Henan Museum
The Bronze Zu (Chopping Block) with Patterns of Openwork Dragons
Edit: Acf
Time: 2024-01-15 11:06:06
Period: Spring and Autumn Period (770--476 B.C)
Provenance: Unearthed in No.2 tomb at Xiasi of Xichuan county, Nanyang, Henan province, 1978
Measurements: L. 35.5 cm, W.21 cm, H. 24 cm, W. 3.85 Kg


With a roughly waisted, slightly concave cutting board, the object has four flat and tapering legs, whose cross section are in a groove form. The chopping block was decorated with eight dragons, with four in pairs on the cutting surface, others on the four legs. The four dragons on the four legs correspond to their counterparts on the top in a head to head posture, thereby the designing notion of multiple-angle symmetries was represented on the whole.

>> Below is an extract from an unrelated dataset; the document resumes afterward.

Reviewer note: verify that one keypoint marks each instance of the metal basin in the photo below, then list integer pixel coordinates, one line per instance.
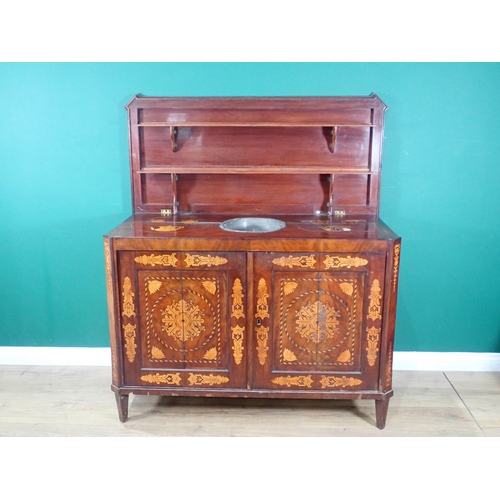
(252, 225)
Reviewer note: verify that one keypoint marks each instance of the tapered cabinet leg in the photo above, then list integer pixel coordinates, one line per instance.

Zu”, the chopping board, was a traditional food and ritual implement in ancient China. In the course of the sacrifice, meat was taken out of the Ding cauldron with a ladle and placed on the Zu, followed by finely cutting for offering to ancestors. The ancient ritual texts state that the number of the Zu used by the aristocrats of varied ranks largely corresponded to the number of the tripod cauldrons (Ding) they were entitled to deployed, for instance, the number of Zu used by the King of Zhou dynasty was nine (which was reserved for the emperor’s exclusive use), nevertheless, the class of scholar-officials used only three. Apparently, the deployment of Zu reflected the ritual code of the time to some extent.